La superbe série Disclaimer s’est achevée ce jour sur Apple TV+. Alors que nous en faisions les louanges le mois dernier, il est temps de revenir sur le final du nouveau bijou d’Alfonso Cuarón. Attention, article full spoilers !
L’épisode 7 de Disclaimer enfin disponible, il est temps d’aborder la richesse de l’histoire concotée par Renée Knight et Alfonso Cuarón ! Petite piqûre de rappel : Disclaimer débutait avec la réception par Catherin Ravenscroft (Cate Blanchett) d’un mystérieux livre par Stephen Brigstocke (Kevin Kline). Ce professeur retraité ayant littéralement arrêté de vivre 10 ans plus tôt à cause de la mort de sa femme Nancy (décédée d’un cancer et interprétée par l’immense Lesley Manville) fomentait en effet une vengeance des personnelle.
Disclaimer : effet Rashomon
Le fameux « disclaimer » destiné à Jonathan (Louis Partridge) trouvait ainsi rapidement son sens, tandis que la série s’attardait à nous conter le point de vue du fils des Brigstocke en 2001 lors de son voyage en Italie. C’est dans ces circonstances qu’il rencontre la jeune Catherine (Leila George), elle-même seule à prendre du bon temps sur la plage de l’hôtel en compagnie de son fils (Nicolas est alors âgé de 5 ans).
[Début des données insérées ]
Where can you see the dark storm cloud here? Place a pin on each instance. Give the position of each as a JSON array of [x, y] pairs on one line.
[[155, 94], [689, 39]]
Quelques jeux de regards et d’érotisme plus tard, Disclaimer nous conte par la voix-off d’une « fake Catherine » (Indira Varma en tant que narratrice du livre) comment la rencontre entre Jonathan et cette dernière a engendré une courte histoire passionnelle où initiation sexuelle fut synonyme d’amour pour le premier, et de récréation pour la seconde.
Mais suite à une dispute (Catherine verbalisant qu’elle ne veut pas que le jeune ado la suive à Londres et fiche en l’air son mariage avec Robert), Nicolas est entraîné par la marée au loin suite à un moment d’égarement de sa mère. Disclaimer nous montre ainsi à mi-parcours comment Jonathan a sauvé l’enfant, tout en y laissant sa vie..le tout sous le regard d’une Catherine vindicative n’alertant personne sur la noyade du bel éphèbe héroïque.
Un récit qui montre donc Catherine comme une manipulatrice capable de préférer la mort plutôt qu’un lever de voile sur son adultère, et justifiant donc le déchirement émotionnel de Stephen et sa femme Nancy (allant jusque sur les lieux du décès pour retracer ce sordide évènement). La suite on la connait : Catherine aura refusé à Nancy la possibilité de rencontrer Nicolas (une vie pour une vie), décédera d’un cancer, mais aura écrit le manuscrit lors de ses longues sessions dans la chambre de feu Jonathan.
Revers du destin
Sans doute une raison raisonnable de pousser Stephen a fomenter un revers de karma, allant jusqu’à envoyer le roman à tout l’entourage personnel et professionnel de Catherine (devenue une éminente journaliste-documentaliste). Ce faisant, chaque individu va se retourner contre elle (y compris le spectateur !), tandis que Robert fait face à ses propres insécurités (n’allant jamais demander d’explications à sa femme) et Nicolas replonge dans ses tendances toxicomaniaques.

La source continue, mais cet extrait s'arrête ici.